Burglars jimmied open the door of the Braggadocio Bank last night and knocked the lock from the safe. Missing this morning are almost $600 in silver and gold coins, one- and five-dollar bills “in the old style large type,” and change. Many coins were reportedly bundled in bags stamped with the Federal Reserve Bank in St. Louis. Two guns and an engagement ring were also taken.

State troopers and deputies said this is the region’s second safe robbery within two weeks.

50 years ago

March 13, 1975

• Conservation agents attempted to shoo 100,000 birds last night. The clustered flock didn’t budge.

The situation began 10 days ago when a massive roost of grackles and purple-headed cowbirds took up residence in a Christmas tree grove near Highway 67 and Township Line Road.

“There’s a stream of those things coming in for about an hour every night,” resident C.W. Sliger said, describing “streams” of birds up to 200 feet wide converging on the site. They arrive around 6 p.m. and leave in the morning. The flares had little effect on the Hitchcockian mass of birds, he added.

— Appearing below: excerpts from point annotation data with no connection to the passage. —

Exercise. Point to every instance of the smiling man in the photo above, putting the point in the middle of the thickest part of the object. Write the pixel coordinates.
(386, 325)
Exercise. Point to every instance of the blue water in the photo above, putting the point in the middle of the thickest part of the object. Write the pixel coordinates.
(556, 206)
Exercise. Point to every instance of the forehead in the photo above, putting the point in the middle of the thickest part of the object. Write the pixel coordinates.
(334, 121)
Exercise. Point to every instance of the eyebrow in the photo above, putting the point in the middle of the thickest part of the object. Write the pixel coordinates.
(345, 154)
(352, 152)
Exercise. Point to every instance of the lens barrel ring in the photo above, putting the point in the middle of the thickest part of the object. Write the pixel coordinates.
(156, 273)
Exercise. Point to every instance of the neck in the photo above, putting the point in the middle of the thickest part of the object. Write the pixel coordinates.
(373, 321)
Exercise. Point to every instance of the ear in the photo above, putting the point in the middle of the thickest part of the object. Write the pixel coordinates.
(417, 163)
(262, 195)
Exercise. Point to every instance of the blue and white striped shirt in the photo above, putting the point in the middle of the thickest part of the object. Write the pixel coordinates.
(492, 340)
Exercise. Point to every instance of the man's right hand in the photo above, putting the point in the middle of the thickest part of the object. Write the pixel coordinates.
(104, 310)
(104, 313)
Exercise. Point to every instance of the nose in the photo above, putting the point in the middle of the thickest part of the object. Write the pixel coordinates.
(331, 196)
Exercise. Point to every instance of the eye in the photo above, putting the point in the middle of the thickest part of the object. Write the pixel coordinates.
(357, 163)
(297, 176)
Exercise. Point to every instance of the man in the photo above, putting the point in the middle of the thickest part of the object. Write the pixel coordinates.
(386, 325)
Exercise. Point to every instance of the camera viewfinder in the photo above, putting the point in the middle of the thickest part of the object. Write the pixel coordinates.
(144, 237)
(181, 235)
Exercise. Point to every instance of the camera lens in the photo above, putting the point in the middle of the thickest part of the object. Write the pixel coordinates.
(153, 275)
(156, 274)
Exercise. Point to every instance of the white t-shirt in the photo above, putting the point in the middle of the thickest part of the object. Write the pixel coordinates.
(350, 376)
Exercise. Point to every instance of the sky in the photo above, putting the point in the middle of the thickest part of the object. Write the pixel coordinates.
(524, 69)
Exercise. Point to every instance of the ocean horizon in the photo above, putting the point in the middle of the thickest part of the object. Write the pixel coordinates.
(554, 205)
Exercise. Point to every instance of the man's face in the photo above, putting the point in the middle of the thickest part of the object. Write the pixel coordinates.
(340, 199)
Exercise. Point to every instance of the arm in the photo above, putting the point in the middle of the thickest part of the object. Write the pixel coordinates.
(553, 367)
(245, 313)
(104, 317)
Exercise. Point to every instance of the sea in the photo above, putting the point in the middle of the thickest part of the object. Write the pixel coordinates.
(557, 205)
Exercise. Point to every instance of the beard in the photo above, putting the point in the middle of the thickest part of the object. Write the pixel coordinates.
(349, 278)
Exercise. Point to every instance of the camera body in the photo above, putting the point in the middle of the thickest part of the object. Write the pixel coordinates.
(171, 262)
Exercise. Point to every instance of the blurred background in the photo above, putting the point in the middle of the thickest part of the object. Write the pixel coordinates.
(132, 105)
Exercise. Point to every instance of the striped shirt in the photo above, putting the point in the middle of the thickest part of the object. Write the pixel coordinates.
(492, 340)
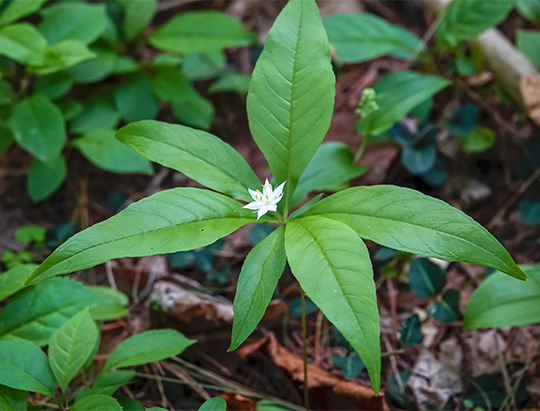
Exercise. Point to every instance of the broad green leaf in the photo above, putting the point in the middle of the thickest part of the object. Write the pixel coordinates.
(446, 310)
(411, 330)
(332, 166)
(409, 88)
(12, 399)
(465, 19)
(501, 301)
(17, 9)
(73, 20)
(37, 312)
(407, 220)
(426, 279)
(528, 43)
(530, 9)
(137, 16)
(478, 140)
(359, 37)
(24, 366)
(98, 115)
(199, 155)
(256, 285)
(97, 402)
(44, 178)
(135, 98)
(71, 345)
(135, 350)
(291, 94)
(237, 82)
(106, 152)
(38, 126)
(214, 404)
(23, 43)
(173, 220)
(201, 31)
(332, 265)
(188, 106)
(64, 54)
(13, 279)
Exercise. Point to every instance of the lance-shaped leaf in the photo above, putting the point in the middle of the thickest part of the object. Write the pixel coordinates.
(410, 221)
(256, 284)
(173, 220)
(332, 265)
(291, 94)
(198, 154)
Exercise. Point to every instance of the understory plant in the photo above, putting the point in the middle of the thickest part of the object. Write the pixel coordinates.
(290, 103)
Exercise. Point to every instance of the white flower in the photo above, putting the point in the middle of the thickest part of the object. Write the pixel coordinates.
(265, 201)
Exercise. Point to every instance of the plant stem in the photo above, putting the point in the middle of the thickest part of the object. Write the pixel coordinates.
(304, 349)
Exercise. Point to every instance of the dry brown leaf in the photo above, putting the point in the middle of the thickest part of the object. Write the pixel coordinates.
(530, 93)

Conservation Agent Supervisor Chester Barnes said 50 flares were used last night and another 100 will be shot off this evening. The goal is to drive the birds farther back into the woods where they are less of a nuisance for people. Barnes also headed off health concerns, saying the same damp weather encouraging them to flock together also kept their droppings from drying out and spreading histoplasmosis, a fungal lung disease.

A similar roost along Highway 67 was broken up several years ago by running fire truck lights and sirens for several evenings in a row.